Por Jorge E. Traslosheros H |
Al igual que muchos laicos del común, he vivido con asombro y tristeza cómo los religiosos han perdido presencia en nuestra sociedad y empiezan a coquetear con la irrelevancia. De aquel chorro de voz, ya nomás queda un chisguete. La reforma emprendida por Francisco nos urge.
Al interior de la Iglesia existe un gran debate sobre su crisis. Tres posiciones dominan: unos consideran que es un problema de números, otros que deriva de su anacronismo y, otros más coinciden con el Papa cuyo diagnóstico revisamos la semana pasada.
Cuando he abordado el tema en conversaciones formales e informales, encuentro que, por lo regular, se le asocia con la disminución de vocaciones. Eran un montón y ahora quedan unos cuantos, me dicen, agravado con el hecho de la deserción de los ya consagrados. Sin negar el problema, me parece que confundimos la fiebre con la enfermedad.
La escasez de religiosos no es necesariamente un problema. Podrían ser unos cuantos y su dinámica no conocer fronteras. La historia nos muestra dos sencillas verdades: siempre han sido una sorprendente minoría al interior de la Iglesia y, la inferioridad numérica nunca ha sido razón para frenar su dinamismo, de manera especial en tierras de misión y, hoy, nuestra sociedad es tierra de misión. Seamos claros. Si los números fueran decisivos, la Iglesia nunca hubiera salido de Jerusalén.

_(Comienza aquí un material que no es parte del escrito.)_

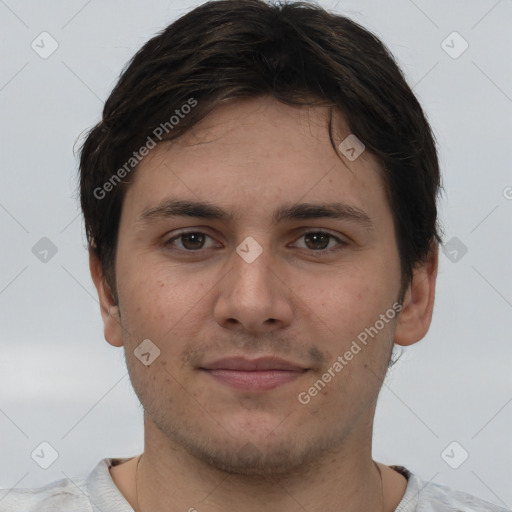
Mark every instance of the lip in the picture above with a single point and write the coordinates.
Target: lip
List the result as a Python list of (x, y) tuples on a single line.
[(248, 365), (260, 374)]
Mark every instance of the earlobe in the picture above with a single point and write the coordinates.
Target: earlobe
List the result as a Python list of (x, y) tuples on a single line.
[(416, 315), (109, 309)]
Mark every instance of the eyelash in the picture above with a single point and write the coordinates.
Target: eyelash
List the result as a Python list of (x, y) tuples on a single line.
[(320, 252)]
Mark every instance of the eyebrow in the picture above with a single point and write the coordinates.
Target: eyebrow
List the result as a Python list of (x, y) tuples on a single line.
[(171, 208)]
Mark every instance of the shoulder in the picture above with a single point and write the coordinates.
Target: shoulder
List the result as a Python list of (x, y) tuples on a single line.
[(421, 496), (77, 494), (62, 495)]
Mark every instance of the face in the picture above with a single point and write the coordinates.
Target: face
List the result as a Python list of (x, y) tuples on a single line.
[(253, 257)]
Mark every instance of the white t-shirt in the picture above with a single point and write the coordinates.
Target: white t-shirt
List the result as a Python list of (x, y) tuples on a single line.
[(98, 493)]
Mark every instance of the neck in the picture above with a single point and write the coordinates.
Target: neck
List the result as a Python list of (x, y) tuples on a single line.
[(344, 479)]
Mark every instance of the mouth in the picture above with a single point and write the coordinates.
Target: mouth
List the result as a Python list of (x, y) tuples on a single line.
[(260, 374)]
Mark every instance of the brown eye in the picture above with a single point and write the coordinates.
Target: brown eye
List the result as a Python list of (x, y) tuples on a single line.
[(192, 241), (321, 242), (317, 241)]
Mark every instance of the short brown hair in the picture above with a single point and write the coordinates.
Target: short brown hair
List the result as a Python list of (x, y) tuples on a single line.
[(295, 51)]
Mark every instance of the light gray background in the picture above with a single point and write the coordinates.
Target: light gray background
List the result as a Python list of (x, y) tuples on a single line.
[(60, 382)]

La disminución en sus números obedece, también, al afortunado crecimiento de la presencia de los laicos. Un efecto poco reconocido del Concilio, pero muy importante. Muchas de las cosas que antes sólo los religiosos y clérigos hacían, como participar en el debate público, catequizar, visitar a los enfermos, dirigir escuelas, insertarse en la pastoral, inmiscuirse en las misiones, ahora lo hacemos los laicos. Dicho sea de paso, no cantamos tan mal las rancheras y afinamos cada vez mejor.
Los números, entonces, no son el problema. Incluso un aumento de religiosos en las actuales circunstancias, podría agravar sus dificultades. Seamos sinceros. Si la levadura es mala, aunque le agregue más harina no obtendrá un buen pan, acaso un cuestionable engrudo. No estamos ante un problema de cantidad, sino de calidad, es decir, de carisma, testimonio y comunión. Necesitamos buena levadura, no pastoso engrudo.

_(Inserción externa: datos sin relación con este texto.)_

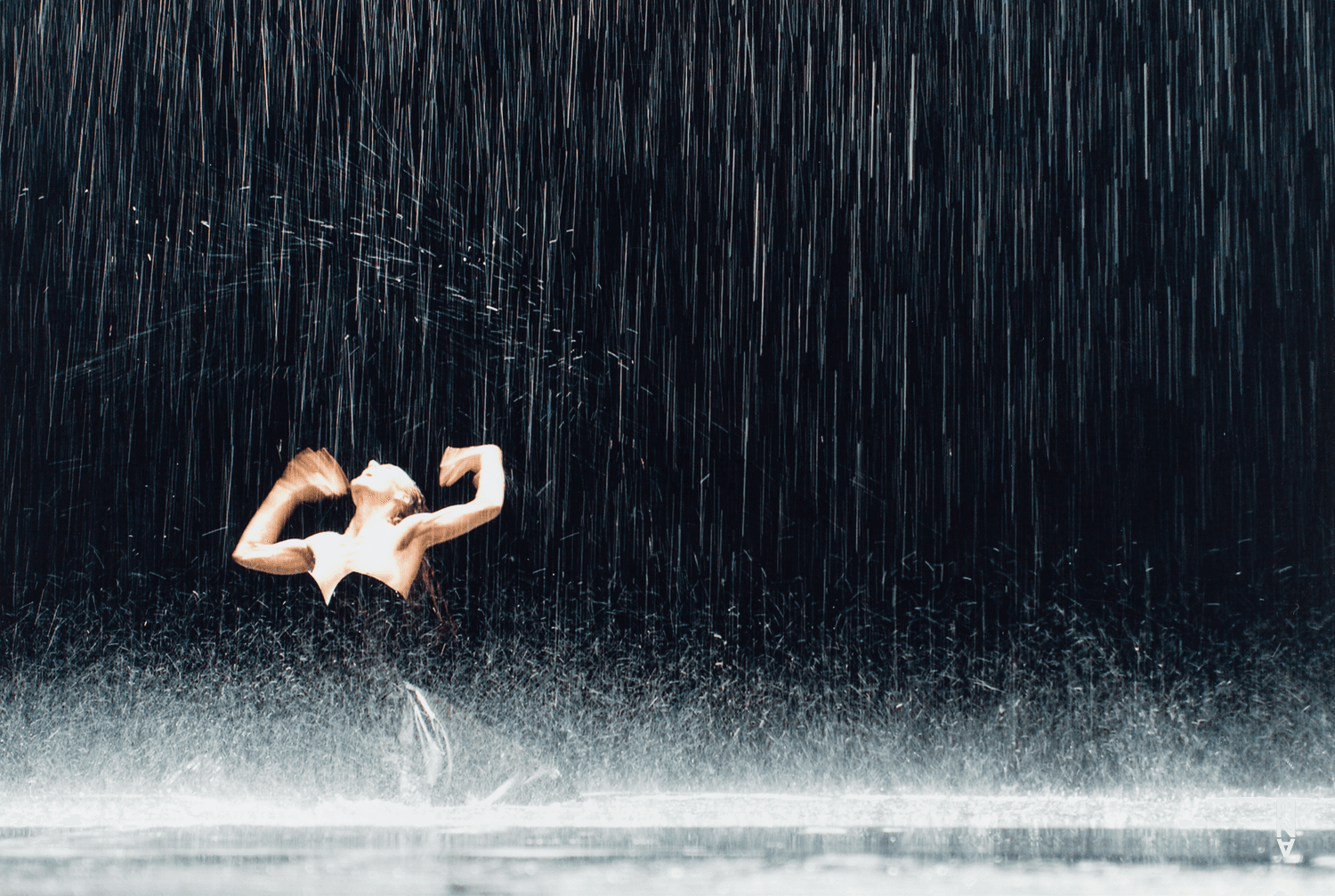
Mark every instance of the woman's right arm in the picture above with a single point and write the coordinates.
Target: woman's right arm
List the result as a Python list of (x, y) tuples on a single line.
[(259, 548), (309, 477)]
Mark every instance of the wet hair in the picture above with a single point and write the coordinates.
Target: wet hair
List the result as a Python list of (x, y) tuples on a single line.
[(425, 581)]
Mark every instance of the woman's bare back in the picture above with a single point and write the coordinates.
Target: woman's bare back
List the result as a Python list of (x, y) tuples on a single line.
[(384, 540)]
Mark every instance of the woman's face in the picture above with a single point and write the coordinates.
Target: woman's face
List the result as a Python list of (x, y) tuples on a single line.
[(381, 481)]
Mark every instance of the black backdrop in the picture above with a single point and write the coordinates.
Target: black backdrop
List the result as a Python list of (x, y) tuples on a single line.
[(789, 317)]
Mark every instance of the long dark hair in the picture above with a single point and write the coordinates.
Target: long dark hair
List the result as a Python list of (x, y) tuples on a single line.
[(425, 581)]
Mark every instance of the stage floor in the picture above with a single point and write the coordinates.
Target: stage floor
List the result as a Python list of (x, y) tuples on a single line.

Para otros, decíamos, el momento histórico de la vida religiosa ya pasó, como se fueron los carros tirados por caballos. Pueden existir, pero como testimonio de tiempos idos. Ha llegado el momento de los grandes movimientos eclesiales, argumentan. Y es que, en efecto, son la gran novedad nacida en el marco del Concilio. Son pujantes, leales, imaginativos, descarados, atrevidos, se la viven en las periferias y están formados principalmente por laicos en comunión con algunos sacerdotes y religiosos. Generan muchos problemas en la Iglesia, pero del tipo que cualquier institución sana quisiera tener. Los Papas, incluso, han tenido que explicar y defender la novedad de su carisma. Sin embargo, en manera alguna podrían ocupar el lugar de la vida religiosa.

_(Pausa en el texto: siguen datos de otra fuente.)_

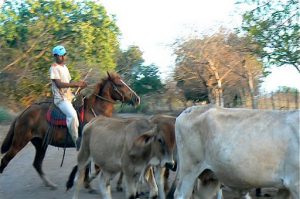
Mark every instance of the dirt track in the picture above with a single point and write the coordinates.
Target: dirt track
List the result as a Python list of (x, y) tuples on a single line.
[(20, 180)]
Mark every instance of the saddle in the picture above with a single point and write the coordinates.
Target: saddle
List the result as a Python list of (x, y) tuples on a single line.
[(56, 117)]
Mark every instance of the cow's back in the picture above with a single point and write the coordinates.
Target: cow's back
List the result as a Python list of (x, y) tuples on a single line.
[(110, 137), (243, 147)]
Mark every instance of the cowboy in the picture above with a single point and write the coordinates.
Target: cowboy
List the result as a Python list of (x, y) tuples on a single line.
[(61, 89)]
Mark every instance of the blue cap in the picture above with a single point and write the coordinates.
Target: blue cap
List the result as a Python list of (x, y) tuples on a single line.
[(59, 50)]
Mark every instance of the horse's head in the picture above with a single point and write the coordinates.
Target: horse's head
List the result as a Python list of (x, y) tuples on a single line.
[(115, 89)]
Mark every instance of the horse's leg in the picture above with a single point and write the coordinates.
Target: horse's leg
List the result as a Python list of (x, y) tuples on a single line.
[(38, 161), (119, 183), (17, 145), (88, 180)]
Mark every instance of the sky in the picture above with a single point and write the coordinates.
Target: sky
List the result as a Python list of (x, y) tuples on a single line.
[(154, 25)]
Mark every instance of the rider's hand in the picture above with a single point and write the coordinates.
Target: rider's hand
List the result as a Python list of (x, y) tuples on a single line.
[(82, 84)]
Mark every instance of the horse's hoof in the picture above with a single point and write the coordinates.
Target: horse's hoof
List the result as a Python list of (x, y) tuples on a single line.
[(93, 191), (53, 187), (119, 189)]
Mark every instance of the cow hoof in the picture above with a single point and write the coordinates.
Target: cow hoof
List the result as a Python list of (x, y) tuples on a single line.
[(52, 187), (93, 191)]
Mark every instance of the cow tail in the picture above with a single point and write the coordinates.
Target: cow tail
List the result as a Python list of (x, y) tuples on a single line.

El Papa Francisco tiene razón. Para salir de su crisis, recuperar su voz y dialogar con la sociedad, necesitan reconquistar su carisma con alegría, en radical comunión con la Iglesia. Los católicos de a pie somos testigos de lo que son capaces de hacer cuando se ponen las pilas. Pensar que podríamos prescindir de ellos, implica un grave error de análisis por razones históricas y teológicas, que revisaremos en la próxima entrega.